When his friend Martin French disappears, Bobby Patterson receives a message in which Martin reveals that he had discovered a code to activate a real life facility on his computer, enabling him to literally enter the computer games realm and that his disappearance means that he has lost a game and is now trapped within the Nightmare Zone.

In order to rescue Martin, Bobby must practice on the games before using the code to play the games in the computer realm. A single loss would mean Bobby himself would also be trapped in the Nightmare Zone. The only way for Bobby to free him was to complete a certain number of games himself using the code, but failure would mean he would also be trapped.

Martin was eventually rescued after several months, but (due to the strip's popularity and a desire to continue it beyond the original concept) it was then revealed that the purpose of the challenge was to find a champion to defeat the dark forces of the Nightmare Zone. The realm's ruler, the computer warlord, gathered together all qualified computer warriors and eliminated them one by one in a series of tests to find the 'Ultimate Warrior'.

As before, each test was the successful completion of a popular computer game of the time. Bobby made friends and enemies amongst the other computer warriors as the tests went on, but eventually Bobby emerged triumphant and became the Computer Warlord's champion.

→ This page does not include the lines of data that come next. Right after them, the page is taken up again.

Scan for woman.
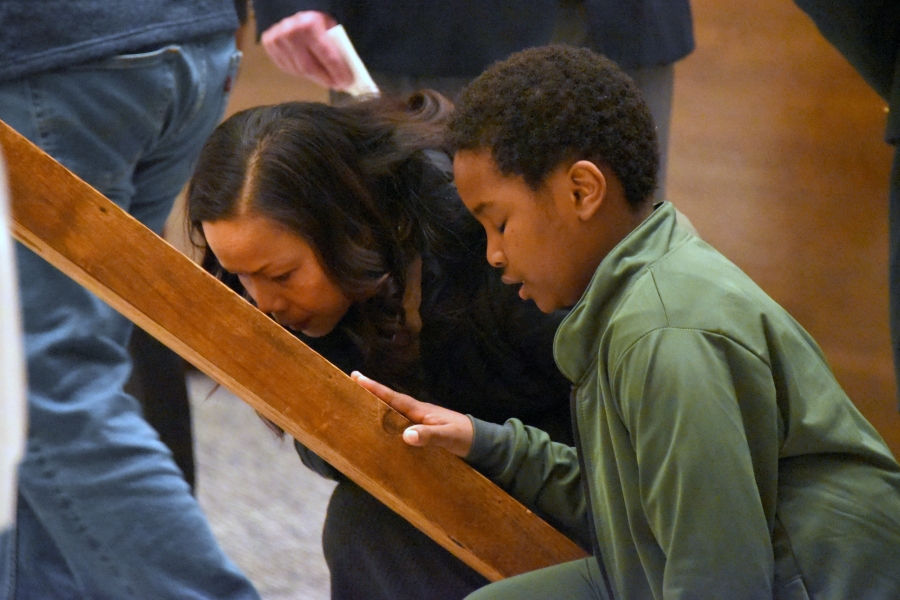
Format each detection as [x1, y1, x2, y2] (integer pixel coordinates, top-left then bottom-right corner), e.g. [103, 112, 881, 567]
[187, 92, 584, 600]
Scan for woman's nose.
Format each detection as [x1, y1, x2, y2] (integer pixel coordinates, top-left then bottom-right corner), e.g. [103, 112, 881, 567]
[244, 281, 284, 314]
[486, 237, 506, 268]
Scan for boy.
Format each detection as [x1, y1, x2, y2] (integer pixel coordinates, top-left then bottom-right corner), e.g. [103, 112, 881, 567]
[355, 46, 900, 599]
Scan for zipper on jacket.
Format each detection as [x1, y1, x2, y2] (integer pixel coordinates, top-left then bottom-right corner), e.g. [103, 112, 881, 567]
[569, 386, 615, 600]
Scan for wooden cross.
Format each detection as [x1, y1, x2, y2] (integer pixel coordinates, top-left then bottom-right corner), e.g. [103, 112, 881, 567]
[0, 121, 586, 580]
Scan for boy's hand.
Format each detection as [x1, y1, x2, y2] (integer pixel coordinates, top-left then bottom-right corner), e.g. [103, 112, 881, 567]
[350, 371, 475, 458]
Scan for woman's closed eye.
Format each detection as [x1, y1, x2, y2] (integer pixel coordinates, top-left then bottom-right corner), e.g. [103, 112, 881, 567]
[269, 269, 294, 283]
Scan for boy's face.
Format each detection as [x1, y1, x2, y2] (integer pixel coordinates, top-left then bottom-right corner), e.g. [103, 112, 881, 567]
[453, 150, 596, 312]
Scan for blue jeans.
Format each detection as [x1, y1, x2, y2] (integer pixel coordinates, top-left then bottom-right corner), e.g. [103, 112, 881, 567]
[0, 33, 259, 600]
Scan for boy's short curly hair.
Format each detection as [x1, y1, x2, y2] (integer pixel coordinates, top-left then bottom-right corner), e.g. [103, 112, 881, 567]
[447, 45, 659, 206]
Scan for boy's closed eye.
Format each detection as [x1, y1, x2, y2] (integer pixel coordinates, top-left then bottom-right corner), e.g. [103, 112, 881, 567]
[269, 270, 294, 283]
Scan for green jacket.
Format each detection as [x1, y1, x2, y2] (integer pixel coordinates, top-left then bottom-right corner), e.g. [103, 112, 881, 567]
[468, 204, 900, 600]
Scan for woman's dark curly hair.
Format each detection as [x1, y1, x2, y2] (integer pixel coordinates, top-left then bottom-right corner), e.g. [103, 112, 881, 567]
[447, 45, 659, 207]
[186, 91, 480, 384]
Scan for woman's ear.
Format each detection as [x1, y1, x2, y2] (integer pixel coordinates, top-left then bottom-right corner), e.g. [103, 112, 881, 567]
[567, 160, 607, 221]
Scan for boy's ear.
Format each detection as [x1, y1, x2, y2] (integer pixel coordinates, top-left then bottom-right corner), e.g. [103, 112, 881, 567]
[568, 160, 607, 221]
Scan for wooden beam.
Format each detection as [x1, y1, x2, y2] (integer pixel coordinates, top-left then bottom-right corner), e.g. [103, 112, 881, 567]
[0, 121, 586, 580]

The Computer Warlord then set Bobby 5 more tests to defeat the Nightmare Zone creatures once and for all. In the final test the Nightmare zone creatures picked a champion to defeat Bobby, his evil self! Finally, Bobby defeated this last enemy and the nightmare zone creatures were trapped in a 'cube of holding' by the warlord.

In future stories, Bobby defeated various nightmare zone creatures who refused to enter the cube, became Computer Warlord, invited 'Eagle' readers to take part in their own 'real life' games, then summoned before the 'council of warlords' to be told he wasn't really a computer warlord, and demoted to just plain computer warrior. Then another warlord named Baal set Bobby test after test after test for Bobby to 'prove he was a champion' which lasted for the rest of the strips duration.

For the first three years the writer was credited as "D. Spence" a pen-name used by Alan Grant.


[edit] Games featured in the story

The strip itself was thinly-veiled advertising for the computer games it featured. While the comic featured both fictional and real games, the majority of the titles were games published in the UK by U.S. Gold for 8 and 16 bit computers.